Me gustaría ser cómo tu comida favorita, la que esperas con ansias, la que devoras con fruición, esa de la que no cambiarías nada y de la que no te importa cuanta grasa tenga o cuan perjudicial pueda ser para tu organismo pues te alegra la semana y no puedes vivir sin ella ni te cansas de repetir.
Por un instante quisiera ser como tu perfume favorito, que te rocías cada día sin falta, al cual deslizas por tu cuello, el que dilata tus sentidos y forma parte de tu esencia. ese que te hace sentir elegante y lista para la diversión.
Quisiera ser tu estilo favorito al que eres fiel y en el cual introduces sólo pequeños cambios para mejorarlo, que te define y te da confianza y te hace sentirte quien eres y te dice donde perteneces.

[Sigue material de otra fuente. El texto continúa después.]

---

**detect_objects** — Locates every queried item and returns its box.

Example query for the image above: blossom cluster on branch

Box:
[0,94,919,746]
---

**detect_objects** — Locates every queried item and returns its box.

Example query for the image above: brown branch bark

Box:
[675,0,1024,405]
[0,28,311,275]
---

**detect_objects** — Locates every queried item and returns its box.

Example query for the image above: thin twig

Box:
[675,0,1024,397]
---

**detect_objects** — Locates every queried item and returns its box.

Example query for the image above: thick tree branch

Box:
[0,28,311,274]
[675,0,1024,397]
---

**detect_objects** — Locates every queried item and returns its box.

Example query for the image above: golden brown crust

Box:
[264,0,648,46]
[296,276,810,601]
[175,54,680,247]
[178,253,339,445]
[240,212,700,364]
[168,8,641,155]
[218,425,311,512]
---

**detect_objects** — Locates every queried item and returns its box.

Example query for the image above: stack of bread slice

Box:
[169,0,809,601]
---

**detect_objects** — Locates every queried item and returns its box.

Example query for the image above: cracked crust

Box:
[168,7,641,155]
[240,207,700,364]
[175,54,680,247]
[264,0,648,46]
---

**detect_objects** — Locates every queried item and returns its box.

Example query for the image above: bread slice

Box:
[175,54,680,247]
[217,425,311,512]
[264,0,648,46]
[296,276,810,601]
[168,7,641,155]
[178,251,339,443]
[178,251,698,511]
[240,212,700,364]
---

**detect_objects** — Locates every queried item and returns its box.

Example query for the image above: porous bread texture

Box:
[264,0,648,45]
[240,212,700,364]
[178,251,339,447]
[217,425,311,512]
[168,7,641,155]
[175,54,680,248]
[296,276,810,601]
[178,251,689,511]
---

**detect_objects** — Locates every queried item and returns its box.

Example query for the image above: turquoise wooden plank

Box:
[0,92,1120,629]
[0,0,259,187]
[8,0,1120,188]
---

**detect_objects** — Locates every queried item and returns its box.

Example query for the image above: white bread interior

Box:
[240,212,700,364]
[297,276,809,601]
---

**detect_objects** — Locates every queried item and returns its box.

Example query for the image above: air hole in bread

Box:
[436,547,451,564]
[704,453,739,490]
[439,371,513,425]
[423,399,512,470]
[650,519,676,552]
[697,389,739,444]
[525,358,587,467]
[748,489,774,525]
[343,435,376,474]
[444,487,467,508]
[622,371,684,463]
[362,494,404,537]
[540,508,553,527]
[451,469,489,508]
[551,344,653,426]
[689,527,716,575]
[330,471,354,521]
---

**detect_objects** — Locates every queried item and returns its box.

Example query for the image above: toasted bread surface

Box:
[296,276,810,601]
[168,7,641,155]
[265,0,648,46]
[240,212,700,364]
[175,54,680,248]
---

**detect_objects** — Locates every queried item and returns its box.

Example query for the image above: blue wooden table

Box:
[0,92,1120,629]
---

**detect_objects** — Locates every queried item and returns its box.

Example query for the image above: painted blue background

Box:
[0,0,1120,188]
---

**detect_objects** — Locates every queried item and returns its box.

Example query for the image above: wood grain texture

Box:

Desearía ser tu razón favorita para vivir.
Y sería genial si mi sonrisa fuera tu sonrisa favorita, la que siempre se te contagia, la que te pone contenta aunque no te haga feliz.
Lo que daría por que tuvieras una playa favorita que admiraras secretamente para llevarte y que se convirtiera en nuestra playa favorita.
Sería ideal que supieras si el café me gusta con dos o tres terrones. Y que sin mi los días pasaran tediosos y me necesitaras para darles algún sentido. Y ser la última cosa en la que pensaras antes de dormirte, a mi lado.
Porque todo lo que se es que eres mi favorita.